Extending BEARS to DNA origami structures
BEARS can be used to calculate the SRI of staples in DNA origami structures. We assembled a 2D DNA origami rectangle (Fig. 5a,b) and a 3D DNA origami cuboid (Fig. 5c–e), imaged the product bands using AFM or TEM, respectively, and sequenced the monomer and product bands using BEARS. For a larger image of the slices of the 3D origami cuboid, see Supplementary Fig. 9. As with the DNA brick structures, we did not observe a correlation between the strand GC content or free energy and the SRI measurements (Supplementary Fig. 10). Also, we observe that there is less spatial correlation between SRI values in origami structures compared with DNA brick structures. Thus, we conclude that BEARS can be extended to measure the SRI of staples in DNA origami structures. Given this, we expect that BEARS will be extensible to a wide variety of DNA nanostructures with uniquely addressable components.
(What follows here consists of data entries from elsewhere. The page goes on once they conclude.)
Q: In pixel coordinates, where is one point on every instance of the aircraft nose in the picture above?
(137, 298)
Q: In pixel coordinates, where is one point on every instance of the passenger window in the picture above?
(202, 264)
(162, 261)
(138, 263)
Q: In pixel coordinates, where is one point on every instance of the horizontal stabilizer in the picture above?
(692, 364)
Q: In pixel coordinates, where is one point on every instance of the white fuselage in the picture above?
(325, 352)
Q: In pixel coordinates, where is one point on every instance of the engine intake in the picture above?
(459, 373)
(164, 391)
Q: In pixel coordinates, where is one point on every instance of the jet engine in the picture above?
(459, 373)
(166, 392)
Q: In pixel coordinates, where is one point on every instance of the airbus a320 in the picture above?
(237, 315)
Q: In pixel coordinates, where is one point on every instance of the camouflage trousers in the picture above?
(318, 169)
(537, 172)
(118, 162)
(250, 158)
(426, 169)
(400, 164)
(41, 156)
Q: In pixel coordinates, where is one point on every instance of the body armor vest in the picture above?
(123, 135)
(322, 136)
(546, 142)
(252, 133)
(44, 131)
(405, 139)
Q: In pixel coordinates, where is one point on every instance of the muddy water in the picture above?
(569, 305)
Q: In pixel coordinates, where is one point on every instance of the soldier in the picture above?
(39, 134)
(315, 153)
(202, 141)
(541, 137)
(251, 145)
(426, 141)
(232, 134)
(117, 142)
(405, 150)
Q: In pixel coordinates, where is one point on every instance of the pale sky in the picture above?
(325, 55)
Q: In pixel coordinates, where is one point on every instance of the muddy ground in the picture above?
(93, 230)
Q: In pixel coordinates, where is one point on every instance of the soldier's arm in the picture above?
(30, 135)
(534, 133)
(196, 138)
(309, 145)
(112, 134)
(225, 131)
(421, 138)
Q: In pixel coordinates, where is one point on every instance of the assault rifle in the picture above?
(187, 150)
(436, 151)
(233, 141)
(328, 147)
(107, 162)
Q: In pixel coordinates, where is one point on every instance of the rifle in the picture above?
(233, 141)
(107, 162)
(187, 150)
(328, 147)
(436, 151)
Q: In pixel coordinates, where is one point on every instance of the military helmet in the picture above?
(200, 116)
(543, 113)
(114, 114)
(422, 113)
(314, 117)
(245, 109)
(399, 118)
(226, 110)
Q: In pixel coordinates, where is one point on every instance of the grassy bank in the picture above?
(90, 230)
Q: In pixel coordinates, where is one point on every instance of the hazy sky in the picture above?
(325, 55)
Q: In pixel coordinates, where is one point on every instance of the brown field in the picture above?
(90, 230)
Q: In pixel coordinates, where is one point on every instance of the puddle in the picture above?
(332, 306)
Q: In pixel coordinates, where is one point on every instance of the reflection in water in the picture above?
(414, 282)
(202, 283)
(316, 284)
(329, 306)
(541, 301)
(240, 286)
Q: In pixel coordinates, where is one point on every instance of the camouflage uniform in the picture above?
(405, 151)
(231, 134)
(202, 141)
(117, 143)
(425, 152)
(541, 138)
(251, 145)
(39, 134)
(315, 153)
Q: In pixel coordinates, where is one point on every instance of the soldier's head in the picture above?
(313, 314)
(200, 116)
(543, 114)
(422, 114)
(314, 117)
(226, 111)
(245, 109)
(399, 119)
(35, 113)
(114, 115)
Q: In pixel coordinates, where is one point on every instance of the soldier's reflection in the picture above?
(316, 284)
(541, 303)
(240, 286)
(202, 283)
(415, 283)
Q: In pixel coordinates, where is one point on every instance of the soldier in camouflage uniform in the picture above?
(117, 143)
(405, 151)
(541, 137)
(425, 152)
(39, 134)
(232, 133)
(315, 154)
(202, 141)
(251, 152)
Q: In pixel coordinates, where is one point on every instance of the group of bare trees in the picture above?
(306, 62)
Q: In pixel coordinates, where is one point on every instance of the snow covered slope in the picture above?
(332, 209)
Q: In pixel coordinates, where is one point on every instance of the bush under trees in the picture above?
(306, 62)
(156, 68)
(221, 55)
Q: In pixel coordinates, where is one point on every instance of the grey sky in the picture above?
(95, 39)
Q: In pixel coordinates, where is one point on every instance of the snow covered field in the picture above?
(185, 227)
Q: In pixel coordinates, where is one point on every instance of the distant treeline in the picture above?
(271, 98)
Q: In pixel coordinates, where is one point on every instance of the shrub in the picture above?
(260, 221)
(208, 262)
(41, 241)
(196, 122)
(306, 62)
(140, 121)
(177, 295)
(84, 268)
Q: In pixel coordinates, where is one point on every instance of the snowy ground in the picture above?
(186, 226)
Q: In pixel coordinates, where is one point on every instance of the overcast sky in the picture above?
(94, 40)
Here we have demonstrated a new method called BEARS for quantifying the component composition of DNA nanostructures. BEARS is high-throughput, label-free and generates data that correlate with AFM images of individual structures. We believe that BEARS is complementary to other structure characterization methods, such as AFM/TEM imaging and gel-based labelling. In particular, one can use BEARS to augment the resolution of a structure image, if one is not able to obtain component-level resolution by imaging. Alternatively, one can use BEARS to screen a new set of structure designs, and then image the designs with higher SRI values in areas of interest using AFM or TEM. In these ways, we envision that BEARS will help remove some of the existing bottlenecks in structure characterization, allowing one to design, build and test more structures than was previously possible.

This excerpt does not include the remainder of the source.